Mayotte face à Ebola : une vigilance accrue s’impose pour prévenir une épidémie

Un territoire français situé à plus de 7 000 kilomètres de la République démocratique du Congo (RDC) fait l’objet d’une attention particulière en raison de la circulation du virus Ebola. Mayotte, archipel de l’océan Indien, est en état d’alerte alors que la RDC connaît une grave épidémie de ce virus mortel. La députée Estelle Youssouffa appelle les autorités à ne pas ignorer les risques que cette maladie fait peser sur l’île.

EN BREF

  • Mayotte est en alerte face à une épidémie d’Ebola en RDC.
  • Estelle Youssouffa appelle à une vigilance accrue des autorités françaises.
  • Des conditions sanitaires précaires pourraient aggraver la situation sur l’île.

La souche Bundibugyo du virus Ebola a causé plus de 80 décès en RDC, suscitant l’inquiétude au sein de la communauté internationale. L’Organisation mondiale de la santé a d’ailleurs déclaré une urgence de santé publique de portée internationale. Ce variant est particulièrement dangereux, car il ne dispose d’aucun vaccin ou traitement connu.

Estelle Youssouffa insiste sur la nécessité de prendre des mesures préventives. Selon elle, il est crucial d’éviter une réponse tardive face à ce virus dont la propagation est surveillée à l’échelle mondiale. Elle souligne que l’immigration clandestine sur l’île pourrait contribuer à l’importation de l’épidémie. « Les maladies à Mayotte sont systématiquement importées », déclare-t-elle, alertant ainsi sur la vulnérabilité du territoire.

Ce sentiment d’urgence est également partagé par l’infectiologue Xavier Lescure, qui travaille à l’hôpital Bichat à Paris. Dans une interview, il évoque le rôle de Mayotte comme point d’entrée de migrants, parfois illégaux, en provenance de la région des Grands Lacs. Il appelle à une anticipation proactive et à une surveillance accrue dès l’origine de l’épidémie. « Il faut lancer une recherche en urgence pour évaluer la thérapeutique préventive et curative », précise-t-il.

La région des Grands Lacs, comprenant le Burundi, la RDC, l’Ouganda et le Rwanda, est particulièrement préoccupante. Les statistiques révèlent que 52 % des primo-demandeurs résidant à Mayotte proviennent de la RDC, ce qui accentue le risque d’importation du virus.

Malgré ces alertes, certains experts tempèrent les inquiétudes. « Ce ne sont pas des déplacements qui se font rapidement, généralement ils se font en bateau, ce qui peut limiter les risques liés à l’incubation et aux symptômes », tempère Xavier Lescure. Il souligne néanmoins que la situation reste à surveiller de près.

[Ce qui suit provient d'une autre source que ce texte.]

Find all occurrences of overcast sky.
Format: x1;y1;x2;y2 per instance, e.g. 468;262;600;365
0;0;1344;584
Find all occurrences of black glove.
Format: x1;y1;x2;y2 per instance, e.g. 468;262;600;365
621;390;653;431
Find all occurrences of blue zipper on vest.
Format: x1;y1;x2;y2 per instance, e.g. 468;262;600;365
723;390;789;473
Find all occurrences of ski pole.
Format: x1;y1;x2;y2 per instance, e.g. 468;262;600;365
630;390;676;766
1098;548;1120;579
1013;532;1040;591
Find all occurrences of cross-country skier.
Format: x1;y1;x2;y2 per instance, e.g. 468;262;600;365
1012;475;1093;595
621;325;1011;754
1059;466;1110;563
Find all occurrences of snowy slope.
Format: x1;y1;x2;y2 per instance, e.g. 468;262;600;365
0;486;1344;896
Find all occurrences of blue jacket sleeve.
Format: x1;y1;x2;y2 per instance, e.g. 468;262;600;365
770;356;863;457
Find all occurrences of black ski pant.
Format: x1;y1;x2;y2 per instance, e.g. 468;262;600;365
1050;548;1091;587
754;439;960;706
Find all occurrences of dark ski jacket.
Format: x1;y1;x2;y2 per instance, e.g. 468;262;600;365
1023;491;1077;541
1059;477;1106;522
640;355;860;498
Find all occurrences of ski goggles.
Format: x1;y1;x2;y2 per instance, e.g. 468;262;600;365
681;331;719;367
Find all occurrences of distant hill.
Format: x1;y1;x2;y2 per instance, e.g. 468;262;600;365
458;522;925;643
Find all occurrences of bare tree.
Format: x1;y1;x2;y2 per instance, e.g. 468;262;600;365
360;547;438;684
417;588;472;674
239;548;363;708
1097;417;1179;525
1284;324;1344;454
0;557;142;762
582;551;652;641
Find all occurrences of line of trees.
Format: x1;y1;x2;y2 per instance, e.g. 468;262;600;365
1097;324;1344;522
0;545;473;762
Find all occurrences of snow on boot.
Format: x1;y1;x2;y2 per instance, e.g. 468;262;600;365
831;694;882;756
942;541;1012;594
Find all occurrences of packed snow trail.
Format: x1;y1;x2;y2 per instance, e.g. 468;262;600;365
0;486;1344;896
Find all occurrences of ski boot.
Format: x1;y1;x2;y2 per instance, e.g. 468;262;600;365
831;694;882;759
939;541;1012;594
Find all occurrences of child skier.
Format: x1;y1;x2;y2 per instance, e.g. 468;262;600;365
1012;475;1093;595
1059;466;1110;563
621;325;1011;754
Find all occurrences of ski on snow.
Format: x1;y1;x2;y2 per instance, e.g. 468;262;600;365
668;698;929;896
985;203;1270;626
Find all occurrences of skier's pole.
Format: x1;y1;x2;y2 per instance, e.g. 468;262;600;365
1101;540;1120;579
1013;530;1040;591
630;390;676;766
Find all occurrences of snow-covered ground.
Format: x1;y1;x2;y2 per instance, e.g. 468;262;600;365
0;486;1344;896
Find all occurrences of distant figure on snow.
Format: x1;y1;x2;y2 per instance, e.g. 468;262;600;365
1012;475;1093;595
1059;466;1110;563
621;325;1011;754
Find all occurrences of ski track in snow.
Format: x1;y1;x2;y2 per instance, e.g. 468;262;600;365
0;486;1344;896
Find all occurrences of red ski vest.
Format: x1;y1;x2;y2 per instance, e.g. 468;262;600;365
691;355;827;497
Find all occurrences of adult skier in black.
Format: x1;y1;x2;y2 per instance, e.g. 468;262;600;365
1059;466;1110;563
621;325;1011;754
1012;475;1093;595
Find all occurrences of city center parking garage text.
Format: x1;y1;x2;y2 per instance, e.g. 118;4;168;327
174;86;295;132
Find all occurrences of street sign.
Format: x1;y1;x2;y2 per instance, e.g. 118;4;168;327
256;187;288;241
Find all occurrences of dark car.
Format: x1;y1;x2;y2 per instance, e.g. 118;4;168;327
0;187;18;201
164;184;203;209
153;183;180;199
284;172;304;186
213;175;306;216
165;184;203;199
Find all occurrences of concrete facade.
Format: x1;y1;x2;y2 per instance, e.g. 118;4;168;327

Au-delà des menaces sanitaires, Estelle Youssouffa met également en lumière les conditions de vie précaires à Mayotte. Une partie significative de la population vit dans des bidonvilles, où les conditions d’hygiène sont souvent déplorables, aggravées par des coupures d’eau fréquentes. Le système de santé de l’île est également jugé « très fragile » et n’a pas été reconstruit depuis le passage du cyclone Chido. Si le virus venait à se propager, cela pourrait transformer la situation en catastrophe sanitaire.

Face à cette menace, l’élue appelle à des mesures radicales, recommandant même de « fermer les frontières ». Pour elle, il s’agit d’une question de sécurité sanitaire et civile. Elle rappelle qu’un cas d’Ebola avait déjà été recensé à Mayotte en 2019, alors que l’épidémie frappait la RDC, faisant près de 2 300 morts entre 2018 et 2020.

Le virus Ebola demeure une source de préoccupation, causant des fièvres hémorragiques extrêmement contagieuses. Bien que des vaccins et traitements aient été développés, ceux-ci ne sont efficaces que contre la souche Zaïre, à l’origine de la majorité des épidémies. Depuis les cinquante dernières années, Ebola a causé plus de 15 000 décès en Afrique, rappelant ainsi la nécessité d’une vigilance constante.

Mayotte se trouve donc à un carrefour critique, où la vigilance des autorités et la mobilisation des ressources de santé publique seront essentielles pour prévenir un drame sanitaire. La situation actuelle nécessite une attention accrue pour protéger la santé des Mahorais et éviter la propagation d’une maladie aussi redoutable que l’Ebola.